Il mare quella mattina sembrava trattenere il respiro. Le onde si muovevano appena, come se temessero di disturbare la lunga fila di pali che avanzava nell’acqua, decisa e silenziosa, verso un punto che nessuno poteva vedere.
Si diceva che un tempo fossero parte di un molo, l’ingresso a un piccolo porto ormai dimenticato. Ma c’era chi giurava che fossero qualcosa di diverso: un sentiero.
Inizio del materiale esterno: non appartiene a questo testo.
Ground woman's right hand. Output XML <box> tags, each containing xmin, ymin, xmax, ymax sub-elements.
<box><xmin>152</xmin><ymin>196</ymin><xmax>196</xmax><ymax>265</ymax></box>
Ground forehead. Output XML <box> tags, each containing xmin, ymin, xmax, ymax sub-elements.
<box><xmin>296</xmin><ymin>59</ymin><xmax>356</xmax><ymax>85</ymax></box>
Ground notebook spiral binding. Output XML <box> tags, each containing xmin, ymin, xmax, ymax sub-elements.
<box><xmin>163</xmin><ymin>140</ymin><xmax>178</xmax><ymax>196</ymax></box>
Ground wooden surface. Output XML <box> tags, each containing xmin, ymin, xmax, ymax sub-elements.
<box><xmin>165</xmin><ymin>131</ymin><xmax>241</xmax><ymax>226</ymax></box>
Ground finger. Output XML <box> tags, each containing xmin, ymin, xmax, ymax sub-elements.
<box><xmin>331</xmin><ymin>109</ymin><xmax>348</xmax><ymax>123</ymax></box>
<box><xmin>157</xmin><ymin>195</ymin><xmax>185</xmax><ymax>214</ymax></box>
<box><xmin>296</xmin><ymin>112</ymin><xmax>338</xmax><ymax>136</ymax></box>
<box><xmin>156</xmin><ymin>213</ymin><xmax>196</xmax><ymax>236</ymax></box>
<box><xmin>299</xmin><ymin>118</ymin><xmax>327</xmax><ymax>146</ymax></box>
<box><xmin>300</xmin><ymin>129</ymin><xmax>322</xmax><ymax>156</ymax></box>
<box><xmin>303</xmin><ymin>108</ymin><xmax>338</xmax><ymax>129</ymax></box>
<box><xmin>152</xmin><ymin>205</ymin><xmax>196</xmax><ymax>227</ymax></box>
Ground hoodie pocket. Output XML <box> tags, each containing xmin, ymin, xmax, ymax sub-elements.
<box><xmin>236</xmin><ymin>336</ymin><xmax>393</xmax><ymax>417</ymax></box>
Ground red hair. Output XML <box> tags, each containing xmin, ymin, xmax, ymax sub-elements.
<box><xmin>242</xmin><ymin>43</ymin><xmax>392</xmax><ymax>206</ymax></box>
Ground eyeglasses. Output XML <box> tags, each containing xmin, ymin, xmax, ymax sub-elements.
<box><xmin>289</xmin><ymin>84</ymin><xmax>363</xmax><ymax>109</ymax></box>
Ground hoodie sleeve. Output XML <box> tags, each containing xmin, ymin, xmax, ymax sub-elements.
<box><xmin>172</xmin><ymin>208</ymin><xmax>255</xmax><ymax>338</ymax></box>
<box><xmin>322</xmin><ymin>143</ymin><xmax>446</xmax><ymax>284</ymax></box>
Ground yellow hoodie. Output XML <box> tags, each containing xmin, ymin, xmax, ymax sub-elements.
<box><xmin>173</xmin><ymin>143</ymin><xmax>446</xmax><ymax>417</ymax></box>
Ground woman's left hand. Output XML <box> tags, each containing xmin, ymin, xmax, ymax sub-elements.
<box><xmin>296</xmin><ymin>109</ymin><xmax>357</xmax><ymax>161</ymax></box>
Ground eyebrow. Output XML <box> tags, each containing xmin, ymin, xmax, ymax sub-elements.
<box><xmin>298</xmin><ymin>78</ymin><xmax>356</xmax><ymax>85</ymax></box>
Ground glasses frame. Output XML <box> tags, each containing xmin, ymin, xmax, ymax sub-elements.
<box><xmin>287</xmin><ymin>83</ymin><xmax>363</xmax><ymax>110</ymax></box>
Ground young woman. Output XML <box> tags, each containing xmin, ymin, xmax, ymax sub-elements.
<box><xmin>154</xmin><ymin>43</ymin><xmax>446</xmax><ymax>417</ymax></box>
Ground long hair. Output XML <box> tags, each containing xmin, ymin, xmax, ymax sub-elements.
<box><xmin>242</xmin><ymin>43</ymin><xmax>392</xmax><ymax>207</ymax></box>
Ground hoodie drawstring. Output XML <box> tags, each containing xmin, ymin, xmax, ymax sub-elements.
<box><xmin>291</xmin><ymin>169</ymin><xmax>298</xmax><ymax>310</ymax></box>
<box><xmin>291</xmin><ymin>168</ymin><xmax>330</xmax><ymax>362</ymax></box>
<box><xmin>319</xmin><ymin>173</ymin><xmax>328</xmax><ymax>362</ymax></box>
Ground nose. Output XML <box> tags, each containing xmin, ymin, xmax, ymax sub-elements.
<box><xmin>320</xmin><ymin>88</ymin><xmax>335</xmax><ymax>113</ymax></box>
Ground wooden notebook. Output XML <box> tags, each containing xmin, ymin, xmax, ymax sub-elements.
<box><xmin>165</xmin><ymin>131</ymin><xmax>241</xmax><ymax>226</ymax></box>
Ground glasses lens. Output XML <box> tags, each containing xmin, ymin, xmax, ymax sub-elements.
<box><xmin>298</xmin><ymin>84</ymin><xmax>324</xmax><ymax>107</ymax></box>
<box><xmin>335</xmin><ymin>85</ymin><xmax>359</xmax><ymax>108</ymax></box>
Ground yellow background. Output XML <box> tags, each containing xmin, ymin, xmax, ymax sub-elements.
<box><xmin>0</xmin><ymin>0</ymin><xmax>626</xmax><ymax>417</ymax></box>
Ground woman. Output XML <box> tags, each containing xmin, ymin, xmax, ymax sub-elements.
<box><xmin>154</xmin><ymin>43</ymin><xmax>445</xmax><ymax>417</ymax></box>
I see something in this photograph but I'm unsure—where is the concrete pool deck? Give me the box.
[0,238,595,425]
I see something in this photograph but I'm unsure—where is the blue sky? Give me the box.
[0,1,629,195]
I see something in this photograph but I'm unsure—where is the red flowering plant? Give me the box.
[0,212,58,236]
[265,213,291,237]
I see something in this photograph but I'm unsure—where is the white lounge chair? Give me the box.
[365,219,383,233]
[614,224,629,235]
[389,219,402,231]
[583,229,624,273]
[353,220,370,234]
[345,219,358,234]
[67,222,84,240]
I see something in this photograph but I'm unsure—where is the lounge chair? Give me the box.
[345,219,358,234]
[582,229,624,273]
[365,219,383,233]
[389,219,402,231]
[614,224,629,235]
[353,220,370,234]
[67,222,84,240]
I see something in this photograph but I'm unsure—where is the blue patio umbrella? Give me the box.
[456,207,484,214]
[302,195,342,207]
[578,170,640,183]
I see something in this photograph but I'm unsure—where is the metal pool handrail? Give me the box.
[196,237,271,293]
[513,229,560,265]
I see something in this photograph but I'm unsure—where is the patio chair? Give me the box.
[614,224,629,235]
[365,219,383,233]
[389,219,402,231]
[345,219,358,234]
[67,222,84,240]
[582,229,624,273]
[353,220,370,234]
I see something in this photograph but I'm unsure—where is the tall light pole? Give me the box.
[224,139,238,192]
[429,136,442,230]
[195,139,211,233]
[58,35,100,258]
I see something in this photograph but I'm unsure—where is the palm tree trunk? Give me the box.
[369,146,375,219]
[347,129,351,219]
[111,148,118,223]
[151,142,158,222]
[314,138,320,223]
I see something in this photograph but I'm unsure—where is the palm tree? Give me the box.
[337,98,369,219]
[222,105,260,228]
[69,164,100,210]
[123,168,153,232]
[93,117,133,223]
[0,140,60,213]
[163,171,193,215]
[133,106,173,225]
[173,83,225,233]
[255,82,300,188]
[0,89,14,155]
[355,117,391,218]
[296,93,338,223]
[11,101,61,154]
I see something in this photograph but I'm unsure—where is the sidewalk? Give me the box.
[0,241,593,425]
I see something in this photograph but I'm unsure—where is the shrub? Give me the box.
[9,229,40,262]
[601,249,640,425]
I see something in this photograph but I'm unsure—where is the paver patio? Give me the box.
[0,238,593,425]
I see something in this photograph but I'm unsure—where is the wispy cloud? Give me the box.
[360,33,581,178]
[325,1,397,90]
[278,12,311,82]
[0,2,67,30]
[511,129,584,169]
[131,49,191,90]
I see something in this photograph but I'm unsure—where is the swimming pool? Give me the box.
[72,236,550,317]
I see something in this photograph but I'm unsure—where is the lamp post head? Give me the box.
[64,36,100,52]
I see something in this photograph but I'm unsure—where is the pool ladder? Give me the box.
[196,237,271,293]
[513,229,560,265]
Non un sentiero qualunque, però. Un passaggio per chi aveva bisogno di lasciare a riva un pensiero troppo pesante.
Secondo la storia, bastava camminare fino all’ultimo palo—quello che si intravedeva appena, quasi inghiottito dal mare—per sussurrare un ricordo, una paura o un desiderio che non si aveva il coraggio di dire ad alta voce. Il mare, in cambio, lo avrebbe custodito per sempre.
Quella mattina, mentre il cielo iniziava a schiarire, qualcuno era venuto fino lì. Aveva percorso la spiaggia deserta, lasciando impronte che l’acqua non avrebbe raggiunto per ore. Si fermò davanti alla fila di tronchi, inspirò lentamente, e iniziò a camminare.
Ogni passo era un battito in più. Ogni scricchiolio del legno un ricordo che riaffiorava.
Quando arrivò in fondo, il mare era diventato una distesa immobile. La persona chiuse gli occhi, lasciò andare le parole che pesavano da tempo… e poi rimase a respirare, senza fretta.
Non accadde nulla di straordinario. Il mare non cambiò colore, nessuna onda si alzò.
Eppure, tornando indietro, la camminata fu più leggera.
Come se il mare avesse davvero ascoltato.